All those executive orders and not a lot to show for them

All those executive orders and not a lot to show for them

by digby



Dday has a piece up at the Intercept today about all the Executive Orders Trump trumpets as great accomplishments:

THE CEREMONIAL SIGNING of executive orders has become a trademark of the Trump presidency, with elaborate photo ops and presentations of the president’s bizarre signature happening at a record-breaking rate. But in so doing, he has assigned himself — or, at least, the agencies and departments he ostensibly leads — a record amount of homework.

It’s not getting done.

The vast majority of Trump’s executive orders merely direct federal agencies to issue reviews and reports on a host of issues, from education to immigration to financial services to trade. Though the media often present executive orders as actually accomplishing the elimination of regulations or rollback of statutory law, they’re mostly a form of political theater designed to give the appearance of forward motion. “Let’s just dash off a memo, everyone can say we did something today,” said Jon Michaels, an administrative law professor at UCLA.

According to a review of all executive orders and memoranda, the president has ordered 88 different actions for federal agencies in 2017 alone, most of them direct reports to him. If you include actions that spill into 2018, 2019, and 2020, there are 154 specific actions in all.

This is actually a very conservative estimate, because some orders require every agency in the federal government, of which there are over 400, to submit a report.

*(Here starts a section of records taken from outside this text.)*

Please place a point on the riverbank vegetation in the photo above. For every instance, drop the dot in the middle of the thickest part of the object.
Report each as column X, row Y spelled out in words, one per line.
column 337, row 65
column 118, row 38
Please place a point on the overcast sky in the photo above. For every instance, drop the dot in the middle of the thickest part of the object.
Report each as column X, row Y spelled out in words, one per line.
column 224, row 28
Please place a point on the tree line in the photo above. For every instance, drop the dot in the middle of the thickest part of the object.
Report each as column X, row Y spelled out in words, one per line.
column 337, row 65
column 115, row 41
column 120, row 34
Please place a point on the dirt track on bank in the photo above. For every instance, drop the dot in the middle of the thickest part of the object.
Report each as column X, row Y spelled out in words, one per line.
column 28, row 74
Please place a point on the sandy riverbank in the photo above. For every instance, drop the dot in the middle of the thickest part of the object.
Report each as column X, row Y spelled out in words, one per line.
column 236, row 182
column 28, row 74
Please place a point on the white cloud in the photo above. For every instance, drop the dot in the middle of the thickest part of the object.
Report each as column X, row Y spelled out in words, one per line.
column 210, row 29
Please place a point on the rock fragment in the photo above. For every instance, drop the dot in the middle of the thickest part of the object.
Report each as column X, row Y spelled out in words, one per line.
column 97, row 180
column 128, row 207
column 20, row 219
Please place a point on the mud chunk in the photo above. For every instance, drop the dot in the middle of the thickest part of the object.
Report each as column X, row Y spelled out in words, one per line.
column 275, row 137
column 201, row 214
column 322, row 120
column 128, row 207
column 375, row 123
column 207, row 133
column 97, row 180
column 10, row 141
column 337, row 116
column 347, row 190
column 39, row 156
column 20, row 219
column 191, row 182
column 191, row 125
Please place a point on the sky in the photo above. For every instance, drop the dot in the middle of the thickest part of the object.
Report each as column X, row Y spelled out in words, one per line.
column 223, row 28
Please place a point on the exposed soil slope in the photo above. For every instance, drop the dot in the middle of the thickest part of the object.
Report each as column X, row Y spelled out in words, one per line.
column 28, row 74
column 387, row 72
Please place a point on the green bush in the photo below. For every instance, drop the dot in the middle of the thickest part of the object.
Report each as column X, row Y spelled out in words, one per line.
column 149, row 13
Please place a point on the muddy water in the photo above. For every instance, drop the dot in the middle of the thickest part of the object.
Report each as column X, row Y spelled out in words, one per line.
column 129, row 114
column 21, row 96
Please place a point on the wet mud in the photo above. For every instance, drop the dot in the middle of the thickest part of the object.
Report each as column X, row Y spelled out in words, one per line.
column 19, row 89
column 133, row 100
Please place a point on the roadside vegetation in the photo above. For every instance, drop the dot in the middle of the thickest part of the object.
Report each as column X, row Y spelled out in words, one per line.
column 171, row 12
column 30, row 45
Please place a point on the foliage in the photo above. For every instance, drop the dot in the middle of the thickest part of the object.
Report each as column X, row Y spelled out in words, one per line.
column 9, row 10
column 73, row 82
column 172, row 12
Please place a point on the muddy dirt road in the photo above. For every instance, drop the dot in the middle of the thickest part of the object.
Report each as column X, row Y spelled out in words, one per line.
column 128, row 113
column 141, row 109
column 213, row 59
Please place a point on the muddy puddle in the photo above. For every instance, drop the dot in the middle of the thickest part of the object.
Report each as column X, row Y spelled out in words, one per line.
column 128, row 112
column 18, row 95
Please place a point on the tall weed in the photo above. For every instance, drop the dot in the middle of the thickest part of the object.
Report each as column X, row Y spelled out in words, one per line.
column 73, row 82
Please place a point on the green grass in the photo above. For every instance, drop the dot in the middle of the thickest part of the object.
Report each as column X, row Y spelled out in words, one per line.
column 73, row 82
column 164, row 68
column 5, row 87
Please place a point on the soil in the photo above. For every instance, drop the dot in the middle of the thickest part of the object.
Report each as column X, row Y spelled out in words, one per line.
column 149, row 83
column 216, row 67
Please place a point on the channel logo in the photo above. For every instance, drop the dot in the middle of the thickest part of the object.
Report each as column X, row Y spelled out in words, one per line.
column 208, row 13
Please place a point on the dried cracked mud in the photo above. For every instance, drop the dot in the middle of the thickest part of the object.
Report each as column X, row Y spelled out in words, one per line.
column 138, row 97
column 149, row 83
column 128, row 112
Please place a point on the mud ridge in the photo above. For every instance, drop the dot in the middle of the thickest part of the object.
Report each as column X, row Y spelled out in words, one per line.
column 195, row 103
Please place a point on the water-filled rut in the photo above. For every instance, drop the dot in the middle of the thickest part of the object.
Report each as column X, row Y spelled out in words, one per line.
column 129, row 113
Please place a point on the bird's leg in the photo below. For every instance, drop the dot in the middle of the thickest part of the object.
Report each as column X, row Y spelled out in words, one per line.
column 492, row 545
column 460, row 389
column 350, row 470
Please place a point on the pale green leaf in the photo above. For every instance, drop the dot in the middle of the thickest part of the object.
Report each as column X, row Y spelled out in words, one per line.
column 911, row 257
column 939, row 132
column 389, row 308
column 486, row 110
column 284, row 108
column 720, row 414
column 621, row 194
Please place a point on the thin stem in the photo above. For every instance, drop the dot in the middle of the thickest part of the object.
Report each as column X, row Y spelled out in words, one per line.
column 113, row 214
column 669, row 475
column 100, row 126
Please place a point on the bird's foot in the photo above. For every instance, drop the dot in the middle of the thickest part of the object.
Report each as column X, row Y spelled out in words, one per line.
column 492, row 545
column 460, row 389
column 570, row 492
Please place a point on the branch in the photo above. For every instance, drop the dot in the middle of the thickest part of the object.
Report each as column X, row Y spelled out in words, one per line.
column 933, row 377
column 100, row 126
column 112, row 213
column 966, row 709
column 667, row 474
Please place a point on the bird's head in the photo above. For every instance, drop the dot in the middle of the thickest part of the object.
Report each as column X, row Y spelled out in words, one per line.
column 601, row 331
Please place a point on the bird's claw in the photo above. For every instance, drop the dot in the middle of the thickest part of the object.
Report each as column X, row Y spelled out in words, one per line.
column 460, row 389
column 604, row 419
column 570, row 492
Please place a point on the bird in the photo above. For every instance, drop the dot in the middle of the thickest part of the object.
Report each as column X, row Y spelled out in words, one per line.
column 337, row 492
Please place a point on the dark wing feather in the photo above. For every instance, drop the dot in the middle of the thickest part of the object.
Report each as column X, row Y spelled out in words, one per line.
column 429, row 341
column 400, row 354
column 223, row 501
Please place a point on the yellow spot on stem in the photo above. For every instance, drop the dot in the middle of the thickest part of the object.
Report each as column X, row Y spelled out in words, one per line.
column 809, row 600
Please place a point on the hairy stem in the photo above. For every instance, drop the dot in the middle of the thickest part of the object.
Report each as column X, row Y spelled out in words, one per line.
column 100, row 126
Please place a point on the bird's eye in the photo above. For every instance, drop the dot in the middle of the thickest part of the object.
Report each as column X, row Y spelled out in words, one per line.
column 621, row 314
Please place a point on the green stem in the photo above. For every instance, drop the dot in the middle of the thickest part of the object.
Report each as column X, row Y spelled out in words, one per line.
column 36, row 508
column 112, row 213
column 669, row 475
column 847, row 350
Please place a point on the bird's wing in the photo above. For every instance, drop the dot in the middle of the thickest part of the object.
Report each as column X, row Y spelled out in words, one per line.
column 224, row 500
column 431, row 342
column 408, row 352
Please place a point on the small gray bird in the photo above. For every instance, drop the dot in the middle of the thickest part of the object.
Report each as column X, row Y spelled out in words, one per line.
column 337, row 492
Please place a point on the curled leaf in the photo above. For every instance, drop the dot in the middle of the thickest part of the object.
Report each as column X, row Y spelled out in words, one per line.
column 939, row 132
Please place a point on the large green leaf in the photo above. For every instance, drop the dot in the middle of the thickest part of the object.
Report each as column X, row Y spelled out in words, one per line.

Since the inauguration, 27 deadlines have come and gone, including 13 reports to the president, three reports to the Office of Management and Budget (OMB), three publications, three memoranda from OMB, and five miscellaneous actions like resumptions of a temporary ban or solicitation of public comment. The Intercept has only been able to determine that 13 of these 27 deadlines have been met, with at least two of those coming in late and another three under court-ordered injunction. The others are either unclear or didn’t yield a response from the federal agency under deadline, including the Departments of Defense, State, Justice, Homeland Security, Commerce, Treasury, and OMB.

Click over to see the excellent interactive graphic that goes with it, which is being updated as new information becomes available.

I guess it is good news that he's mostly been ineffectual. But he does have some rather efficient people in charge of vital areas, like Sessions, Kelly, Pruitt and Price. They're carrying out their extremist mandate with ruthless efficiency.